7B llama 3.1 takes up 5GB ram loaded up in LM Studio, Ive never seen macos idle below 5GB on its own but maybe it can pull some swap magic.


[flagged]


I think it's actually easier on macOS because you can just swap everything if necessary. For some reason I don't understand, iOS does not employ swap, so while it can kill background apps, it can't kill foreground app.


That is true. I'm not sure why iOS doesn't do that while macOS does. Maybe mobile storage isn't performant enough? At least when iOS was originally developed.


This is such an Apple brainwash, like how many apps in background you think has everyone else, my linuxbox has almost none, the rest is just non-linux from third party, unless you only install apps from Apple and like having a subpar experience, everything you install is just from third party on which they have no control on. And killing apps doesn't mean anything for AI, it doesn't run anything useful on 8GB, doesn't run anything useful on 8GB, no matter if you kill all the processes. I wish I could just have a conversation where people doesn't cyborgically repeats Apple's marketing bullshit and turn on the human brain


I'm not sure how comparing a mobile OS like iOS to a linux box is useful. iOS can kill background apps from memory outside the app developers control.

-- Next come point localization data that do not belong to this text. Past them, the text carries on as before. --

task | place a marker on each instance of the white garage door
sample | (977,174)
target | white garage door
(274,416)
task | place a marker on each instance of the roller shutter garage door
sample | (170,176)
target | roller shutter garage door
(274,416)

Because other OSes don't kill OOM apps? Or any app they want? It is only Apple and only possible on mobile? The only thing that apple has, is the inability to have background apps, so that if you want to use third party sync services, like syncthing, you can't and have to stick to apple products, the rest is just like anyone else


iOS isn’t killing OOM apps. It’s killing inactive apps. It’s something that wouldn’t fly on a desktop or server OS under general use, but works reasonably well in the mobile space.